Lo que nadie sospechaba es lo que vendría después. No volvería a perder otro partido en un torneo grande. En 1952 ganó Wimbledon y otra vez el Open USA. En Londres se produjo la ruptura con Tennant. El entrenador insistía en que no jugase por miedo a que se complicase una lesión en el hombro que arrastraba, pero Maureen insistió en hacerlo. Aquella discusión fue el punto de retorno a una relación intensa entre ambos y rompieron. El tiempo le dio la razón a la jugadora que conquistó el título sin que su articulación le diese problemas.

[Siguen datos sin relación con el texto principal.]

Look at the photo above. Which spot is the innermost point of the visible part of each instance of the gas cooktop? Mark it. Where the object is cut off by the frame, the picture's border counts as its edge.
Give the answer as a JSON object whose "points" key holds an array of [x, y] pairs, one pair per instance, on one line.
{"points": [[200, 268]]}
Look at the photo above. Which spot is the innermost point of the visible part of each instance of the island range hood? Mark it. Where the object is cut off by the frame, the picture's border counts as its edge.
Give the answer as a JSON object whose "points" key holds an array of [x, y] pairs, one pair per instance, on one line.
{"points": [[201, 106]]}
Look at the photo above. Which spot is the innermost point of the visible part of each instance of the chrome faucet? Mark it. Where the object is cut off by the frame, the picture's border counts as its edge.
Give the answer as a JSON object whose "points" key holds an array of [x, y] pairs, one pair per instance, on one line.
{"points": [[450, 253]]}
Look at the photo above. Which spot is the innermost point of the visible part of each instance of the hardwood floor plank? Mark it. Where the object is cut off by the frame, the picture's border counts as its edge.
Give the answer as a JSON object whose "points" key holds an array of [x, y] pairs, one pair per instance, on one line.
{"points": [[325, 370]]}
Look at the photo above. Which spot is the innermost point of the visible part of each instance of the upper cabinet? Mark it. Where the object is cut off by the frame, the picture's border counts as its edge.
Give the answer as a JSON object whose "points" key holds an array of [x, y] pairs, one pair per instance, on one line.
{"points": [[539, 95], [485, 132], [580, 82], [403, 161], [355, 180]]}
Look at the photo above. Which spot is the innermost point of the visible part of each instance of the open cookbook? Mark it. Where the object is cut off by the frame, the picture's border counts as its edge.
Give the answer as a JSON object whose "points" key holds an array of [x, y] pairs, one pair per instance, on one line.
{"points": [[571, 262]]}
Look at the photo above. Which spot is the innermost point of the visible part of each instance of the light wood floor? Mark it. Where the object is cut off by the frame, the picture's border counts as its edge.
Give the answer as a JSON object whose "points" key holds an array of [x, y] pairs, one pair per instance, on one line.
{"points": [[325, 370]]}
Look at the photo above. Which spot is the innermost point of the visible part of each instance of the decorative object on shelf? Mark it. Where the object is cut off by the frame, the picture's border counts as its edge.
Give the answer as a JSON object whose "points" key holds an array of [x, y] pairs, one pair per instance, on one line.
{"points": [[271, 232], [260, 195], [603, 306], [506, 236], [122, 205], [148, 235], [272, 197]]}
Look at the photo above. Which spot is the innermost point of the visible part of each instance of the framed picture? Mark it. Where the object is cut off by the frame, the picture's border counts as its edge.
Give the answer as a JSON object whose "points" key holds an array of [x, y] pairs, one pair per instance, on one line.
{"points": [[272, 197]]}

Los vecinos de San Diego, entusiasmados con su paisana, convirtieron entonces el 9 de septiembre en el Maureen Connolly Day y organizaron actos en su honor. Conocedores de su afición por la hípica le regalaron un caballo, Coronel Merryboy, lo que la llenó de felicidad. Iba cumpliendo de forma escrupulosa todos los sueños que había dibujado en su mente cuando era niña. Era una absoluta celebridad, la mejor deportista americana del año durante varias temporadas consecutivas, un ejemplo para generaciones que se asombraban con ese cambio radical que experimentaba cuando empuñaba la raqueta. La dulzura fuera de la pista, la agresividad dentro de ella.

De su carrera se hizo cargo el australiano Harry Hopman y junto a él en 1953 consiguió el Grand Slam, ganar los cuatro grandes en un mismo año, algo que nadie lograba desde Donald Budge. Una absoluta barbaridad con solo dieciocho años. Era imposible imaginar a dónde iba a llegar su carrera. En 1954 renunció a defender el título en Australia, pero sí lo hizo en Roland Garros y en Wimbledon. Nueve participaciones en torneos de Grand Slam, nueve victorias. Ni una derrota. Solo diecinueve años.

Pero esta historia tuvo un final abrupto, sorprendente y trágico. Después de ganar el Open de Estados Unidos, mientras daba un paseo con Coronel Merryboy un camión salió a su encuentro con tan mala fortuna que desbocó al caballo que lanzó por los aires a Maureen Connolly. Todo el golpe fue directamente a su pierna derecha. Se la destrozó por completo. Doble fractura en el peroné y múltiples lesiones en tendones aunque su vida no llegó a correr peligro. Estuvo en el hospital un buen tiempo y allí fue consciente de varias cosas. Del presumible final de su carrera y de que aún tenía padre, algo que le ocultaron en su momento. En casa siempre le dijeron que se había muerto cuando era muy pequeña.

Connolly trató de regresar al tenis. Rehabilitación durante meses, trabajo duro y doloroso, pero el día que intentó jugar su primer partido se dio cuenta de que su pierna ya no aguantaba. Y lo dejó. Con solo veinte años, tras haber ganado los nueve grandes en los que había participado, se retiraba la jugadora que seguramente a estas horas sería la poseedora de más títulos de Grand Slam de la historia.

Se casó, tuvo hijos, montó negocios en compañía de su marido, un antiguo componente del equipo olímpico de hípica -otra vez los caballos en su vida- y enfermó. Con solo 32 años le diagnosticaron cáncer de ovarios. Peleó como siempre había hecho en la pista, pero esta vez el rival era demasiado grande y murió muy joven, convertida en una leyenda absoluta.